İYİ Parti Genel Başkanı Meral Akşener'in başbakan olmak istemesi çok ilgi çekti.
Çünkü hem mevcut sistemimizde başbakanlık yok hem de Anayasa parlamenter sisteme göre yapılmamış.
Ama Akşener'in hayalperestçe çıkışı çok kişiye mutlaka ilham verdi.
İsterseniz bunlardan bazılarını tahmin edelim.
Mesela, Fetullah Gülen şu anda hem Diyanet İşleri Başkanı, hem Washington Büyükelçisi hem de Milli Eğitim Bakanı olmak istiyordur.
Aslında bu hayalin gerçek olması için gereken örgütlenmeyi yaptığı ve söz konusu alanlarda elinden geleni ardına koymadığı biliniyor.
Mesela, Abdullah Öcalan şu anda hem Diyarbakır Valisi, hem MİT Müsteşarı, hem de cumhurbaşkanı olmak istiyordur.
Geçmişteki davranışlarına ve seslendirdiği hayallerine bakarsanız Öcalan'ın bunları da hedeflediğini görürsünüz.
Gelelim Kemal Kılıçdaroğlu'na.
Bu siyasetçi hiç seçim kazanmadan ne olabileceğine bakmaktadır.
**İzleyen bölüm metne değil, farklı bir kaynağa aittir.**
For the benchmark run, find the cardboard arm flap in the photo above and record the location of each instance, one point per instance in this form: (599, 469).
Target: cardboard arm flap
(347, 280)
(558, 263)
Bu açıdan Ankara'daki Külliye'nin telefon santralinde oturmak isteyebilir. Aynı şekilde TBMM'de yoklamaları yapan kâtiplerden biri de olabilir.
GERÇEKLERE BAKALIM
Görüldüğü gibi insanların hayal ufukları ile yetenekleri çoğunlukla çelişir.
Bunu büyük iddialarla siyasete giren ve sonra da küçük kırıklıklarla siyasetten ayrılan isimlerde de görebiliriz.
Meral Akşener, İYİ Parti'yi kurmadan önce mevcut bütün partilerde görev yaptı. Mesela AK Parti'nin kurucuları arasında da vardı.
Bu bakımdan şimdi AK Parti'den ayrılıp yeni partiler kuran Babacan'ı ve Davutoğlu'nu hafife almayalım.
Akşener başbakan olmak istediğine göre kim bilir Babacan neler neler olmak istiyordur?
Biz bütün bu hayalperestleri bırakıp gerçeklere bakalım.
Gerçeklerin başında da Cumhurbaşkanı Erdoğan geliyor. Eğer o isterse Meral Akşener her şey olabilir ama belli ki başbakan olamaz.